For some of us, life has no meaning unless there is someone or something watching us. Others of us fear the meaningless that comes through death. In these cases, we invoke God often as a comfort -- as someone that protects us when others cannot or provides a supernatural explanation when we have no others. In Insurrection, Peter Rollins notes that Pascal calls this form of deus ex machina, the "God of Philosophy." Whether for emotional comfort or to provide an explanation of the unknown, Bonhoeffer critiques each such understanding of God as a psychological crutch.

But what if there were other concepts of God? It seems possible that Dr. Stenger and Dr. Pinker have only shown that, for some people, science seems to make belief in certain concepts of God obsolete. Instead of negative definitions of God that fill the void, if we had positive concepts of God that do not lean on the need for comfort, or fill voids like unexplained phenomena, could science make those concepts of God obsolete? What would those concepts look like?
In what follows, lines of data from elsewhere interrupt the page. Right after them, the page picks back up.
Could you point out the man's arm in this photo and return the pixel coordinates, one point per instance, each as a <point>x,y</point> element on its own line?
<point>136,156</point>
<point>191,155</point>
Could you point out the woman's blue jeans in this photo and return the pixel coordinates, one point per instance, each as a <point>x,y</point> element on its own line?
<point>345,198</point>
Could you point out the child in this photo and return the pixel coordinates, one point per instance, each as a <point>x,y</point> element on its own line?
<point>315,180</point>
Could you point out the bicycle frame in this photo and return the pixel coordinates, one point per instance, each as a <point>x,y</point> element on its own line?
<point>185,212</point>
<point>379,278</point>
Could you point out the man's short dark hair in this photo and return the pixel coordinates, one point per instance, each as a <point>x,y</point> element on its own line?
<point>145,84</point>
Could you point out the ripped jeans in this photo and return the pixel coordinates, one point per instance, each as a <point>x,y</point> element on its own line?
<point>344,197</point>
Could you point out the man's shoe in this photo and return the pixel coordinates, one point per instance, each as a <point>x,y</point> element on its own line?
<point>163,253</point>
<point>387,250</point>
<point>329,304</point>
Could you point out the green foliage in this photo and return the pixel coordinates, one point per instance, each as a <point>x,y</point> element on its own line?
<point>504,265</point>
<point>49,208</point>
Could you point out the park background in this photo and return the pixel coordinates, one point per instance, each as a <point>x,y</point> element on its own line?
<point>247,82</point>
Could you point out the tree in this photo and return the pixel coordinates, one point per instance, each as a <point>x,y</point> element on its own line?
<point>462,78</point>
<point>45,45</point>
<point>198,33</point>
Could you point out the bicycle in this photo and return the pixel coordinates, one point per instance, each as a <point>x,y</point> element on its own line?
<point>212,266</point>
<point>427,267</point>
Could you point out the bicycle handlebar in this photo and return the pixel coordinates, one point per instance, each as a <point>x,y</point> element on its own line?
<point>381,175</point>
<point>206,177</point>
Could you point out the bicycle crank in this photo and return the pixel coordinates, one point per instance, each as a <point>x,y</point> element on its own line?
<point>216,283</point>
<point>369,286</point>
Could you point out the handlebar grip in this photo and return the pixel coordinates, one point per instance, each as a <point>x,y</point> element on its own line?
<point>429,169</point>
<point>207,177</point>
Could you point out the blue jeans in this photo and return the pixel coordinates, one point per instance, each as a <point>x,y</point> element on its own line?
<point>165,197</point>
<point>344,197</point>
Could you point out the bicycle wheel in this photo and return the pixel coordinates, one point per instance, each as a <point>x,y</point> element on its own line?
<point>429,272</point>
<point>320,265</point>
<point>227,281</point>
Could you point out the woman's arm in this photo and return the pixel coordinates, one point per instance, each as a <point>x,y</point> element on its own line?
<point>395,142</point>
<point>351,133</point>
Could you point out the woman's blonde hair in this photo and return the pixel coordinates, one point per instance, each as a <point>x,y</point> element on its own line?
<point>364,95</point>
Instead of a faith that only has something to offer to those who don't understand a phenomenon, those who are fearful, the comfortless, those near death, or the depressed, what if we had a concept of God independent of gaps and voids? What if we there were concepts of God that had something to offer or add to the fulfilled? What if we had concepts of God based on creativity? On a positive definition of incomprehensible peace? On imaginative joy? On creative, problem-solving love?

Since it is possible to maintain a certain concept of God while one's belief changes, perhaps it is possible to maintain belief in God while one's concept changes. This is definitely what we see in writers like C. S. Lewis and Brian McLaren who admit to a continual process of trading up images of God as they move from fractured concepts of God to "less" fractured concepts of God. Either way they both understand that their new concept of God is still wounded and fractured.

It is clear that science may make belief in a certain concept of God obsolete. But it is a hard task to make belief in every concept of God obsolete. And though each article in the Big Question Essays Series gave a unique perspective which I very much enjoyed reading, more than the import and impact of any one article, I think the collective of essays as a whole does a better job of answering the question than any one essay. In essence, judging by the range of answers from this group of atheist scholars, clergy, and science researchers and professors, it seems belief in God still continues on.